2. Power: There was no formal power calculation done a priori. The authors say a “rough” estimate to find a difference between the two groups would have been about 400 patients. It is unclear exactly how they arrived at this number. They did estimate a complication rate of about 20% based on the Geriatric Trauma Outcome Score (GTOS) [9]. The GTOS is calculated by taking the patients age + (injury severity score x 2.5) + 22 (if given packed red blood cells by 24 hours).
Post hoc power (PHP) calculations really shouldn’t be done. It is good practice to do a power calculation a priori to plan your research project. In contrast, doing a PHP calculation can be misleading. It is better just to look at the confidence interval around the point estimate. The results are the results and looking backwards with a PHP calculation does not help interpret the results. Thank you to Andrew Althouse from EpiTwitter for providing me with a number of citations discussing this issue.
Hoenig and Heisey. The Abuse of Power: The Pervasive Fallacy of Power Calculations for Data Analysis [10]
Althouse AD. Post Hoc Power: Not Empowering, Just Misleading [11]
Dziak et al. The Interpretation of Statistical Power after the Data have been Gathered [12]
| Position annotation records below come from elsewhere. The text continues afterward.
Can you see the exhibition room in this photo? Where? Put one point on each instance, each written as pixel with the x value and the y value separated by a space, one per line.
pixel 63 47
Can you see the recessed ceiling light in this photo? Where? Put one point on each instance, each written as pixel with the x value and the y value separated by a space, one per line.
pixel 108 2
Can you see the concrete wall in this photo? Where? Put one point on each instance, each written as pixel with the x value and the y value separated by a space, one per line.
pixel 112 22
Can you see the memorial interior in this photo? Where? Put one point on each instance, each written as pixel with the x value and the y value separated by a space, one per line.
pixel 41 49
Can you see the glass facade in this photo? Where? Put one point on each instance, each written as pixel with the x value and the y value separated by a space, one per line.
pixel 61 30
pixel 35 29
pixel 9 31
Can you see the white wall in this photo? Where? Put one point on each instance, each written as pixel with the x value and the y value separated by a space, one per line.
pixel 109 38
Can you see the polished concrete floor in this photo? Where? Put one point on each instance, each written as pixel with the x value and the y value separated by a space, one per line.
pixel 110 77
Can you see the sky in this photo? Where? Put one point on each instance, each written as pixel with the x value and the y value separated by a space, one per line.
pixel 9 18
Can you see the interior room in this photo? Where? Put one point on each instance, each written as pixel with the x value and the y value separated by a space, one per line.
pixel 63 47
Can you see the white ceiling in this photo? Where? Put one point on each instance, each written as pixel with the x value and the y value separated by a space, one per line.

3. Blinding: The investigators in this study were not blinded and although spirometry is a seemingly objective measurement it does require significant instructing of the patient and the fact that the same investigator performed both the pain assessment and the spirometry could have introduced “coaching/spectrum bias”
Spectrum Bias
When we use the term “bias” it is referring to something that systematically moves us away from the “truth”. And by truth we mean the best point estimate of an observed effect size with a confidence interval around estimate. Can you tell us more about Coaching/spectrum bias?
Coaching bias could be conscious or unconscious. It could occur when patients who were thought to have higher levels of pain were not pushed as hard to go through with the spirometry.
This coaching bias is a form of spectrum bias. Sensitivity depends on the spectrum of disease, while specificity depends on the spectrum of non-disease. So, you can falsely raise sensitivity if the cohort has lots of very sick people and specificity can look great if you have no sick patients in the cohort. The best resource on understanding the direction of bias in diagnostic test accuracy is by Kohn et al published in AEM [13].
4. Rib Fractures: All but four patients had their injuries identified by CT scan. Rib fractures are often missed on initial CXR in up to 50% of cases and one rib fracture on CXR is associated with a high risk of multiple rib fractures [14]. Are we discharging patients with undiagnosed multiple rib fractures?
This could introduce denominator neglect. How many people were seen and not suspected of having a fractured rib, had CXR and was read as normal, or had a CXR and only one rib fracture was seen? There is evidence of this issue in the manuscript. The authors did not screen 322 acutely injured patients who were discharged directly from the ED. Three were believed to have subacute rib fractures by imaging characteristics.
5. Follow-up: The final nerdy point is about the follow-up in this study. They had their secondary outcomes of pneumonia, readmission and mortality at 30 days. Very few patients were observed to have any of these outcomes. Perhaps this is because patients can deteriorate more gradually, and these outcomes may not be realized until after 30 days. It would have been nice to see a longer follow-up period to be more confident there were not delayed adverse events.